What was your passion in fourth grade? Could you make a career out of it?
For Michael Riecken of Plainfield, N.J., a crocodile created out of egg cartons welcomed him into the fascinating and complex world of Ancient Egypt. Years later, that childhood inspiration has taken him around the world to study ancient objects of great value and significance at the Metropolitan Museum of Art, at the country’s top universities with Egyptology programs, as well as to excavation sites, including the Temple of Mut in Luxor, Egypt.
“As a boy, I dreamed of ancient Egypt’s buried treasures,” he wrote in his law school application. “I built Lego pyramids, and imagined myself as Tut, the boy king. By the age of 10, after frequent trips to the Metropolitan Museum of Art, I was hooked by the mysteries of what knowledge and treasures lay hidden by the sands of time.”
Riecken’s latest object of interest is a Juris Doctor from Rutgers Law-Camden.

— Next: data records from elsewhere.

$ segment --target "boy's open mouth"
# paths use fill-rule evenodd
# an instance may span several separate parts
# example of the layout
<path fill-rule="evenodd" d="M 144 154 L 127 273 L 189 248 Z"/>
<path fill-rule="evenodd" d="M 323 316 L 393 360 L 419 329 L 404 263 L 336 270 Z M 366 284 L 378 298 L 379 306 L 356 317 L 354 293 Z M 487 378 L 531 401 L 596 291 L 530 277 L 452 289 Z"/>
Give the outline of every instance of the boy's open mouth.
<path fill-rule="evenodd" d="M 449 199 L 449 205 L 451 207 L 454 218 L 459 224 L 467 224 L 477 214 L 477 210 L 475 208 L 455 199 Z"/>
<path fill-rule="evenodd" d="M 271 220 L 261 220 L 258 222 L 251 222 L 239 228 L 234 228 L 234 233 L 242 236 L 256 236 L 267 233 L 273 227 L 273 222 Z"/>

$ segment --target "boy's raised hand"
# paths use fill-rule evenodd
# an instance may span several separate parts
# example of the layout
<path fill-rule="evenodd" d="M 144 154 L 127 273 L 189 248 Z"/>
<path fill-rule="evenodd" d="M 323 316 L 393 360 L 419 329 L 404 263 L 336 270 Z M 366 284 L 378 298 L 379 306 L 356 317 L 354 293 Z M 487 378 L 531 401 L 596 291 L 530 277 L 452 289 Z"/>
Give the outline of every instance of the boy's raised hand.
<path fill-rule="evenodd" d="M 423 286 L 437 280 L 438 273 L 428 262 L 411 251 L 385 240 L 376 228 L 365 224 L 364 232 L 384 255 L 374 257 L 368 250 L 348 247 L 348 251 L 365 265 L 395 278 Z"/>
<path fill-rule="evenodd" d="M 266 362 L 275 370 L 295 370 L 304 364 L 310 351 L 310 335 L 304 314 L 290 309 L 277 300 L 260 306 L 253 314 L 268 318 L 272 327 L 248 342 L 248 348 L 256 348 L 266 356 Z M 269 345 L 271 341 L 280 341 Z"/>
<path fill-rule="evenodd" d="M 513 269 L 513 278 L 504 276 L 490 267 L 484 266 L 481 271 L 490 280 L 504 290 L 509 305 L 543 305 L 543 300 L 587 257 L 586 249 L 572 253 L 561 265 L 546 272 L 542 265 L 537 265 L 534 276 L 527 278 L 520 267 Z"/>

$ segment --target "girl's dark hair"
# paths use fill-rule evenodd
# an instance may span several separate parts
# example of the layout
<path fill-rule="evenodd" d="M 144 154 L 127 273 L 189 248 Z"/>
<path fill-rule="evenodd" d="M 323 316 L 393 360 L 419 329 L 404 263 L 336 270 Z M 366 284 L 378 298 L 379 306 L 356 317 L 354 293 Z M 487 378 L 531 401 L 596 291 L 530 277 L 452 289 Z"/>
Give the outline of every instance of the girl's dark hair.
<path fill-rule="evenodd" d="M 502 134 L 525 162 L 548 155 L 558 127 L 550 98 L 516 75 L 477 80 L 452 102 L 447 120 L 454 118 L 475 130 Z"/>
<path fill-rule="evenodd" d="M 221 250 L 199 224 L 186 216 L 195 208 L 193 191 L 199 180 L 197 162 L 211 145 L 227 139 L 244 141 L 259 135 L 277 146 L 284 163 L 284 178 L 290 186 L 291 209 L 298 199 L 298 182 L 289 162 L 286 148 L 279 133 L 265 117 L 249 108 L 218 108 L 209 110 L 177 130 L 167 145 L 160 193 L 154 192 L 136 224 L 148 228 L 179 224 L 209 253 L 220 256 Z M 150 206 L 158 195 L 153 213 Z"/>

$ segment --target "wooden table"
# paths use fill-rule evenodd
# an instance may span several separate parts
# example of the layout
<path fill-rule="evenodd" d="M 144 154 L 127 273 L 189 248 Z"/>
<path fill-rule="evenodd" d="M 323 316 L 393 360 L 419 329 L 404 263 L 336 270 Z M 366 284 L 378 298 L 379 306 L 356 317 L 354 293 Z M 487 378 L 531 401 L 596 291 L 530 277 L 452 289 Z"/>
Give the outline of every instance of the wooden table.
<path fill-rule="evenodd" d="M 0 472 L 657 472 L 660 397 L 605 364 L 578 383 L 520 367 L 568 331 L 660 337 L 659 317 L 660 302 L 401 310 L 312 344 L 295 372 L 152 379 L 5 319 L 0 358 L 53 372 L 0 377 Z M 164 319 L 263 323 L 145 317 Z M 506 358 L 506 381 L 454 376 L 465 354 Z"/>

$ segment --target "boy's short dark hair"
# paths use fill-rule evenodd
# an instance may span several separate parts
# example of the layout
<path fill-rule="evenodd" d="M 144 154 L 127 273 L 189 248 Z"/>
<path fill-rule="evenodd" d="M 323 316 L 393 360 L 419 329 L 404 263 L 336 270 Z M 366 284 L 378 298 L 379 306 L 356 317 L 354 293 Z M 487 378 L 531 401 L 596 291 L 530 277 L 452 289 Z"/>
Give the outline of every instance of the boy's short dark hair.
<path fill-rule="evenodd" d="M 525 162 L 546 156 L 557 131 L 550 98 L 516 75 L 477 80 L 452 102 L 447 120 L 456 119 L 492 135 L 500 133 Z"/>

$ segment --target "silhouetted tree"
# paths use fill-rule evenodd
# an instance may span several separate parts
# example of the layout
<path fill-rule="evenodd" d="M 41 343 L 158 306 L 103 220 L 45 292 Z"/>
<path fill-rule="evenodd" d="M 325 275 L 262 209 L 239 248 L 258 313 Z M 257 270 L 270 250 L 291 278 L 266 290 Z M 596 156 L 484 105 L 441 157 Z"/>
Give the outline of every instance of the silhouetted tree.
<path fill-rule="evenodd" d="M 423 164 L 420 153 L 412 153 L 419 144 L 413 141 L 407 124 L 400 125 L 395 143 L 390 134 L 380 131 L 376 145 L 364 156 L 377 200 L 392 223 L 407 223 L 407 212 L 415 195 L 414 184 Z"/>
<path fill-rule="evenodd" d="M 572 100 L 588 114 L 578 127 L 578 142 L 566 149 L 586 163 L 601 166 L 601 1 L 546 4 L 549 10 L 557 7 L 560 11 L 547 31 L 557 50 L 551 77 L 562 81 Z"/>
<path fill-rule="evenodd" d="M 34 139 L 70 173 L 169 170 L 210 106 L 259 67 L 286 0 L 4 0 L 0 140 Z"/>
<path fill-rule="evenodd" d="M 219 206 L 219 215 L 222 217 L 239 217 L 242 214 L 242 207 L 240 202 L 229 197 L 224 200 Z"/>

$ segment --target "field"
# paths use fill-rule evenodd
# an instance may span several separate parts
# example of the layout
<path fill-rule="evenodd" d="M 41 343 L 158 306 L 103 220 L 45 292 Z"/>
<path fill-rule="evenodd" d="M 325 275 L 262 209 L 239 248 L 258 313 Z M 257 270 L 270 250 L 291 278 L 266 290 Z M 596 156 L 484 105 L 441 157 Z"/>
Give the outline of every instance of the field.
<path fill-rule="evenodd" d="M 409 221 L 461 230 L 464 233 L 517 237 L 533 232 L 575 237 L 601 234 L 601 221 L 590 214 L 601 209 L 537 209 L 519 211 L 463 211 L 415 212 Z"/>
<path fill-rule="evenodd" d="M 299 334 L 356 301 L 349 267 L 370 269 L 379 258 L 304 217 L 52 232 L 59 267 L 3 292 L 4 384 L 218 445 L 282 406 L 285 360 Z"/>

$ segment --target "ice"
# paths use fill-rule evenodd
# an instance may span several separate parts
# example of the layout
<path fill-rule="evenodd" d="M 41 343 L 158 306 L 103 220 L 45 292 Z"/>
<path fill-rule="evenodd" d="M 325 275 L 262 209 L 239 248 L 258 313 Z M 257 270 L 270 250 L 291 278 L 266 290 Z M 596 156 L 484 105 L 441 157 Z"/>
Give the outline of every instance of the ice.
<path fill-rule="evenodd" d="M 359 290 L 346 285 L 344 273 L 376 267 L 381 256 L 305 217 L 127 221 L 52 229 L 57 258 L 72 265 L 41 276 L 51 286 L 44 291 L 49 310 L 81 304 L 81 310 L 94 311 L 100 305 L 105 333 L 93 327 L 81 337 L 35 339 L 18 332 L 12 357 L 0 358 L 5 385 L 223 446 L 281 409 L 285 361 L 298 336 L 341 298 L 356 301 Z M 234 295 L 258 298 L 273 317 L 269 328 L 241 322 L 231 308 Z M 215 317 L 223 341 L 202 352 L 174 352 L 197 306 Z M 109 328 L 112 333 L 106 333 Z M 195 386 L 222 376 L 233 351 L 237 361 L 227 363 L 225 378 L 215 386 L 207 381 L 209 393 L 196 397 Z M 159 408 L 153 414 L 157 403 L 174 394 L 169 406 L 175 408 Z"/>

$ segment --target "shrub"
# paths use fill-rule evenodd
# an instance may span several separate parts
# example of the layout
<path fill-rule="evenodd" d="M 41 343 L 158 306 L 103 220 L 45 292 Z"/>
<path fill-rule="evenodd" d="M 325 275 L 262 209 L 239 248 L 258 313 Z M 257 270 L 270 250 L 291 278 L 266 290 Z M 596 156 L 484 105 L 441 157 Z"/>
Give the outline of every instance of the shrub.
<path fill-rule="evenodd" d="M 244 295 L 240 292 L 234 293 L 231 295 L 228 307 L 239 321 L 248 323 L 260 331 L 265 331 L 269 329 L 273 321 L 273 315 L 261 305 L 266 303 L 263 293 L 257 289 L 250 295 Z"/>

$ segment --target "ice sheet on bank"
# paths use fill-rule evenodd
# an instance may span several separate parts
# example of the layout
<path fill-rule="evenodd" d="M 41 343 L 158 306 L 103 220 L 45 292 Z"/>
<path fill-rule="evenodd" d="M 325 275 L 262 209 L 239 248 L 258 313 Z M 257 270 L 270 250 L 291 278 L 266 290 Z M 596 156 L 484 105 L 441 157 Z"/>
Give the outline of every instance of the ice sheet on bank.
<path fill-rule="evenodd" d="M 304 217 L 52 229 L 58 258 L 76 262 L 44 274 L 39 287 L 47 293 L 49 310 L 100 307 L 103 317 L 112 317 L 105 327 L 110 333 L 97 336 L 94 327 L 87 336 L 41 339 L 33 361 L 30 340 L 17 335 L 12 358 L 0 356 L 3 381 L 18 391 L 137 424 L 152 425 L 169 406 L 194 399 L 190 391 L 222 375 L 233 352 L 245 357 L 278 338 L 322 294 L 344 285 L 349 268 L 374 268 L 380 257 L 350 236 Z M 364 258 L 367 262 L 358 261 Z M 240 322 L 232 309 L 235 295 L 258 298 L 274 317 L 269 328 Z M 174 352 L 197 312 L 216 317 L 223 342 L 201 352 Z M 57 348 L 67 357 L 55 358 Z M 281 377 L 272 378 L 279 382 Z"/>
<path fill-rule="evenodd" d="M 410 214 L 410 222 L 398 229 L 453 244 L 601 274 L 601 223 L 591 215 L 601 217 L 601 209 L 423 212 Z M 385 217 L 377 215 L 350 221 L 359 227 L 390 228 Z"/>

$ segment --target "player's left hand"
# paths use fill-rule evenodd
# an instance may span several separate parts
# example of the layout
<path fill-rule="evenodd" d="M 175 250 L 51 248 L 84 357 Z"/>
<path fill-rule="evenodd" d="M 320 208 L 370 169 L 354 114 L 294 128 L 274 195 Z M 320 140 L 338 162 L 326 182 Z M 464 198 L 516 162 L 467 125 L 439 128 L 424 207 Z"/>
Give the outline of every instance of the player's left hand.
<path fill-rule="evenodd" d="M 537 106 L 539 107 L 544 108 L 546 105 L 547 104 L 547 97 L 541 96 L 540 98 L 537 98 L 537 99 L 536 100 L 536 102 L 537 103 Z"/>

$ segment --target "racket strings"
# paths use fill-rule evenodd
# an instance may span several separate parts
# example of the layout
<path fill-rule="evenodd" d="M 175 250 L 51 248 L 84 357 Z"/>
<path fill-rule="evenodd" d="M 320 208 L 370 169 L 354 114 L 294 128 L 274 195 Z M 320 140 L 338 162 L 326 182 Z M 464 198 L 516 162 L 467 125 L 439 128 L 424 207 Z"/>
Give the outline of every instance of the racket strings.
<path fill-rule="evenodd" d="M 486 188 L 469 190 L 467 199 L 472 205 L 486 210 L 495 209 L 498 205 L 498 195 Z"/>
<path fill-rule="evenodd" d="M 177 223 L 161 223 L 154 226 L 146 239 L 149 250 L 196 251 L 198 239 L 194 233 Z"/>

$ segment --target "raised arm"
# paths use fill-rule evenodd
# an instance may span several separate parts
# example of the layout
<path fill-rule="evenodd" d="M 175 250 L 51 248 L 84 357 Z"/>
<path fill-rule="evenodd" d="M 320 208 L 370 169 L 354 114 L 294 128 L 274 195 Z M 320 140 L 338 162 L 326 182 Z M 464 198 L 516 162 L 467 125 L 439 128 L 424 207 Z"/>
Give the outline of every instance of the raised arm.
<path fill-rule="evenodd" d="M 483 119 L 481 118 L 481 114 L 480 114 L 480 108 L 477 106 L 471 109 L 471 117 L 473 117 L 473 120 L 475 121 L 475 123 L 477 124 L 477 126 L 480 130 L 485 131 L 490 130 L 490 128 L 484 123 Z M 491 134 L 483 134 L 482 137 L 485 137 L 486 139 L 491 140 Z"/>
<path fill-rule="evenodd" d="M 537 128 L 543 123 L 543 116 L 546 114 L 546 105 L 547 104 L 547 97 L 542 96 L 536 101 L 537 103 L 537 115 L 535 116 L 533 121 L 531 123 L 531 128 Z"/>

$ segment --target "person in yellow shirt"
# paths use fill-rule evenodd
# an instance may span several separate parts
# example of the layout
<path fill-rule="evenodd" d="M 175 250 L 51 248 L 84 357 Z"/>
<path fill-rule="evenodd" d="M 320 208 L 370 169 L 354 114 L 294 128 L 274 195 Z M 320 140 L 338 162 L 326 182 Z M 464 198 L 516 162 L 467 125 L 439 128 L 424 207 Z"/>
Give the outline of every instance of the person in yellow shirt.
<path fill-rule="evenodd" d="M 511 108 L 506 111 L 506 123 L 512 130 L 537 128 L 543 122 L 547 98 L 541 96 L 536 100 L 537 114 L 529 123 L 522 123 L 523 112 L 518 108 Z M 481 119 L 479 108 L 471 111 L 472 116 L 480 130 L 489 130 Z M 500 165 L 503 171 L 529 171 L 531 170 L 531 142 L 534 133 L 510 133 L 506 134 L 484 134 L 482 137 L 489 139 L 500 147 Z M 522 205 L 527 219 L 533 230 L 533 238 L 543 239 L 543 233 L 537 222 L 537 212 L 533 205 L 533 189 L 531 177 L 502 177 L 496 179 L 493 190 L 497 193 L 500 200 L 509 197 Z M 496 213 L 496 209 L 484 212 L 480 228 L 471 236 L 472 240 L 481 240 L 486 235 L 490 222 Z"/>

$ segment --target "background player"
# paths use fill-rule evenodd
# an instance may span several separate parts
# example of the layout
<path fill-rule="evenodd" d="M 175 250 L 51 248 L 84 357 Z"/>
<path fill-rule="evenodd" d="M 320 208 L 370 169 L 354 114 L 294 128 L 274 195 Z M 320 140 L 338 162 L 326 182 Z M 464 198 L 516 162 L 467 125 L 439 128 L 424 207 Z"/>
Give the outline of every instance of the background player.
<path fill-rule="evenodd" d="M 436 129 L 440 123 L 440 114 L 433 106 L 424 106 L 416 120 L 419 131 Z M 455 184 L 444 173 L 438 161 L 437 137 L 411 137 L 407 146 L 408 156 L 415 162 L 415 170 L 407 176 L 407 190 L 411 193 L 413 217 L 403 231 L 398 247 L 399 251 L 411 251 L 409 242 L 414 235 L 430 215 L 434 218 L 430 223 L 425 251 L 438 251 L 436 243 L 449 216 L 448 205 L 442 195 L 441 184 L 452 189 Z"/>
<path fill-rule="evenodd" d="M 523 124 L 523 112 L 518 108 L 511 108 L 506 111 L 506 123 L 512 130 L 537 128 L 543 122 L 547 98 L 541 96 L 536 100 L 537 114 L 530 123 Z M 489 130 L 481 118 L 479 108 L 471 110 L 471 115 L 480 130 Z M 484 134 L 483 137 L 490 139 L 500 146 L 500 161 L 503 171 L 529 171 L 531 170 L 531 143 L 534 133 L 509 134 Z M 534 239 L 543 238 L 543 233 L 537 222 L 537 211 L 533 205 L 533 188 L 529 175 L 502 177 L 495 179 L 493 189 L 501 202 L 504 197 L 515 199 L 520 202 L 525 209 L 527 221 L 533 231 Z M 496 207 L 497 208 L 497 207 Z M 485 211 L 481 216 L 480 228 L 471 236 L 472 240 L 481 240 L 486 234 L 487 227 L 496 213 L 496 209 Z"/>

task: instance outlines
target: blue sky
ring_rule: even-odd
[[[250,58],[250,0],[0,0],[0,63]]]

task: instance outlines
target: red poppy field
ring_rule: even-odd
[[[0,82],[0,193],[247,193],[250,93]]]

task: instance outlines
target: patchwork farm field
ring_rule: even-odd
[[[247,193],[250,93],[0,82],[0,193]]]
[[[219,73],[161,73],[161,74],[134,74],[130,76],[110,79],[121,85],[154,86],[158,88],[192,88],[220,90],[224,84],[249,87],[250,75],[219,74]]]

A law degree will arm him with the intellectual resources to safeguard objects of antiquity or as he puts it “to protect the past.”
This act of safeguarding, though, becomes increasingly more challenging in an age when insurgencies or terrorist attacks can be funded by the same objects that he seeks to protect.
“Guns, drugs and antiquity are the top three sources for funding terrorism on the black market. This happens because the items are small, can be easily smuggled, and are often stored in places that are not well guarded,” says Riecken, who before college interned at the Met with acclaimed Egyptologist James Allen, with whom he studied for one year at Brown University.
While still fueled by his initial introduction into buried treasure, the first-year law student is well aware of the complex realities in regions where those treasures remain. In fact, his last day in Egypt, after a month-long expedition as a Johns Hopkins undergraduate traveling with mentor Betsy Bryan, was “The Friday of Rage,” when thousands of Egyptians flooded the capital’s Tahrir Square in protest of the Mubarak regime.During the early months of the Egyptian revolution, 18 artifacts were taken from Cairo’s Egyptian Museum of Antiquities, including objects from its heavily guarded Tutankhamen collection. Once home to some 1300 objects, the Malawi Museum is now home to just 40 that weren’t stolen, smashed or burned.
“The loss of antiquity impacts the value of a nation, but the greatest loss I think is the loss of knowledge,” he laments.
A legal education, including an emphasis on property law and tax law, will help Riecken in his personal mission to serve as a steward of the past. “I chose this school because of its international reputation, the personal attention the faculty gives to its students, the smaller class size, and my desire to practice law in the Mid-Atlantic Region,” he notes. “I’m looking to guard objects from theft and provide the best stewardship possible.”